L'internet et les communications par téléphones portables ont cessé de fonctionner dimanche matin et n'ont été rétablis qu'en soirée.
Mais des milliers de Soudanais ont malgré tout répondu à la mi-journée à l'appel des militants à manifester "en mémoire des martyrs". Si 56 personnes ont été tuées et des centaines blessées depuis le putsch, le pays avait déjà connu un nouveau pic de violences jeudi, avec six manifestants tués à Khartoum selon un syndicat de médecins pro-démocratie.

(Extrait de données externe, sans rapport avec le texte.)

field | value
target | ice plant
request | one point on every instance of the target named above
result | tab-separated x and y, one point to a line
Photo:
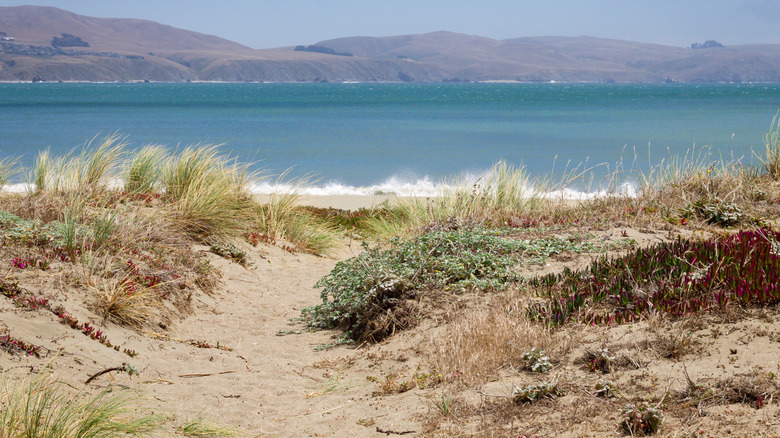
681	277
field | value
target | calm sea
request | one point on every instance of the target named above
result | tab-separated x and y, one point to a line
360	138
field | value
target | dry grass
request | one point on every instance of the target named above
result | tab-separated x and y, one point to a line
124	302
482	341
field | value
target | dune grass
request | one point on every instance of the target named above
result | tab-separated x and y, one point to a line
143	171
771	158
42	407
282	218
505	191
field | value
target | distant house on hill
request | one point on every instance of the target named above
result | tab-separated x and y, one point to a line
706	45
68	40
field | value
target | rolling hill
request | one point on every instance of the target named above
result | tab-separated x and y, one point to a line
113	49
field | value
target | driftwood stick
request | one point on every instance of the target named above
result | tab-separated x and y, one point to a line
206	374
100	373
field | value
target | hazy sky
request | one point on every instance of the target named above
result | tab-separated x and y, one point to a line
274	23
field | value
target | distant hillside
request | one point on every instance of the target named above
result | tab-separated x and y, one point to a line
49	44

"Les militaires à la caserne"
Dimanche de nouveau, ils sont ainsi des milliers à défiler aux cris de "Les militaires à la caserne" et "Le pouvoir au peuple", tandis que des jeunes sur des motos sillonnent la foule, prêts à embarquer les blessés, car à chaque mobilisation les ambulances sont bloquées par les forces de sécurité.
Les militants appellent à faire de 2022 "l'année de la poursuite de la résistance", réclamant justice pour les dizaines de manifestants tués depuis le putsch, mais aussi pour les plus de 250 civils abattus lors de la "révolution" de 2019. Cette année-là, la pression populaire forçait l'armée à démettre l'un des siens, Omar el-Béchir, après trente années de dictature militaro-islamiste.

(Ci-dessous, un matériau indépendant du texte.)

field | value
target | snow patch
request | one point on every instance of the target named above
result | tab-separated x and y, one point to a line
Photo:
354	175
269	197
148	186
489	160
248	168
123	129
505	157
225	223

"Ni partenariat ni négociation"
Dans un pays quasiment toujours sous la férule de l'armée depuis son indépendance il y a 65 ans, les manifestants, eux, le clament : "ni partenariat, ni négociation" avec l'armée".
En face, un conseiller du général Burhane a jugé vendredi que "les manifestations ne sont qu'une perte d'énergie et de temps" qui ne mènera "à aucune solution politique".
Dimanche encore, les autorités soudanaises seront observées par la communauté internationale qui dénonce une escalade.
Outre les morts et la coupure du téléphone et d'internet, les forces de sécurité sont également accusées d'avoir eu recours en décembre à un nouvel outil de répression : le viol d'au moins 13 manifestantes, selon l'ONU.
En outre, chaque jour et dans chaque quartier, les Comités de résistance, les groupuscules qui organisent les manifestations, annoncent de nouvelles arrestations ou disparitions dans leurs rangs.
Les Européens ont déjà exprimé leur indignation, de même que le secrétaire d'État américain Antony Blinken et l'ONU. Tous plaident régulièrement pour un retour au dialogue comme préalable à la reprise de l'aide internationale coupée après le putsch dans ce pays, l'un des plus pauvres au monde.